Prosigo… “Sumiller”, en cambio, es un galicismo evidente, aunque la palabra justa para explicarla en el español del río Pánuco sería “catavinos”. Se trata del experto en bebidas espirituosas, sabio de todas las uvas, perito de vodkas inimaginables, especialista en aperitivos y diestro de sobremesas acompañadas de anís. Por lo demás, las personas contratadas por la SAQ gozan de unas prestaciones laborales que rayan en la fantasía: vacaciones largas y sueldos muy saludables, por ejemplo, horarios flexibles para las madres de hijos inquietos, becas y préstamos destinados a quien, a la mitad de su erudición sobre las champañas y los tempranillos, decide volver a las aulas y darle lucidez académica a su oficio de cantinero soterrado. Como puede sospecharse, son puestos firmados bajo el contrato colectivo del “hasta que la muerte los separe”, y está muy bien que así sea, muy a pesar de las ocasionales exigencias de liberalizar el mercado bajo la promesa de mejorar los precios al consumidor —y de alargar nuestras borracheras, supongo...
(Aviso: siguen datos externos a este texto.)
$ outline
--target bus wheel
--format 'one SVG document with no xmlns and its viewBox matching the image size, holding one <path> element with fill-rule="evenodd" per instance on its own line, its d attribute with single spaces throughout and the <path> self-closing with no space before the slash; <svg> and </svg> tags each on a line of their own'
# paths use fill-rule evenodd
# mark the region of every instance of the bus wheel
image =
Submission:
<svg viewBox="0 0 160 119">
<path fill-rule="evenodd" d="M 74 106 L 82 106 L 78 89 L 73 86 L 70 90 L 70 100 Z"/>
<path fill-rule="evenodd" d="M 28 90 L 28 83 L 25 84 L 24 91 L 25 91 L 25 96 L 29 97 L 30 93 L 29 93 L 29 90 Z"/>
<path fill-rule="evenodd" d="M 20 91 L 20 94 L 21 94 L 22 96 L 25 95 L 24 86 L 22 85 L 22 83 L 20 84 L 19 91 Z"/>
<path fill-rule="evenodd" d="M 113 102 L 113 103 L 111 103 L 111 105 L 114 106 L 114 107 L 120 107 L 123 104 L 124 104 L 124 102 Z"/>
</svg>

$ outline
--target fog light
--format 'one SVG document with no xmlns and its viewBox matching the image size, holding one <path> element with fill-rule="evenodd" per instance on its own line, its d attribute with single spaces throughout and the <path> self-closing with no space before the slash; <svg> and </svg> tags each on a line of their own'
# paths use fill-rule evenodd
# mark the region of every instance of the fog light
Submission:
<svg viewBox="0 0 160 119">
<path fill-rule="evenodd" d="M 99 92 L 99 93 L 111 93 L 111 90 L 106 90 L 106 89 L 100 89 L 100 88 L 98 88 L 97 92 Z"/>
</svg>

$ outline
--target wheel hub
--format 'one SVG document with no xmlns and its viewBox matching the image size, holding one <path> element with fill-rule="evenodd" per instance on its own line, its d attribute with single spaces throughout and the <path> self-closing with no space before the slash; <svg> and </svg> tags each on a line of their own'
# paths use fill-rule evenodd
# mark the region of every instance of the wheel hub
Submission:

Y todo esto viene a colación porque volví a toparme con Conrado, el chileno de la SAQ cerca de casa. Sobre la avenida Mont-Royal, donde un día sí y otro también nos gusta saludarnos desde la patria grande de nuestra lengua, ayer lo suyo eran unas sonrisas así de inabarcables, no sé, como de latinoamericano fuera del tiempo. Nacido en Osorno, muy al sur de aquella nación tan austral, y llegado hace dieciséis años al Canadá, de su vientre Pablo Neruda emergía un rostro radiante, como si la luz eterna de los solsticios chilenos acabara de triunfar sobre el día más corto del año en la isla de Montreal. Claro, me decía luminoso, por supuesto, me explicaba exultante, las elecciones recién vividas en Chile le daban esperanza a su regreso, al lógico anhelo de volver a su país de origen.

Ya, ya casi termino. Aunque el gobierno local ha emitido nuevas restricciones —nada de brindis tumultuosos, por la pandemia, claro está—, Conrado me largó una explicación sobre los mejores tintos sudamericanos, unos trapiches argentinos capaces de alegrar la mirada, también ese merlot de Mendoza, y, era de esperarse, los vinos de Chile eran apuestas más seguras, en especial el año de tal, o la cepa de tal, o la reserva de tal… Y entre su sonrisa definitiva y su mirar iluminado, lo entendí, fue allí cuando lo entendí: sea cual sea el color de las convicciones políticas del desterrado, y sea cual sea la razón que lo expulsó de sus calles, el migrante vive al acecho del milagro que le permita delinear el retorno a las comarcas de su infancia, a la república de su adolescencia, sobre todo al territorio feliz de su juventud.

Quizás valiera decirlo de otro modo y señalar que el migrante es un hijo pródigo a toda hora del día, una especie de centinela que vigila la Historia para presentirse vigente de regresos. Almanaques a trasmano o solsticios vividos a contracorriente, eso somos, o sólo la copa que el viajero medieval gustaba beber, montado en su cabalgadura -“la del estribo”, para decirlo con clichés de andar por casa-, al retomar el camino de los sueños.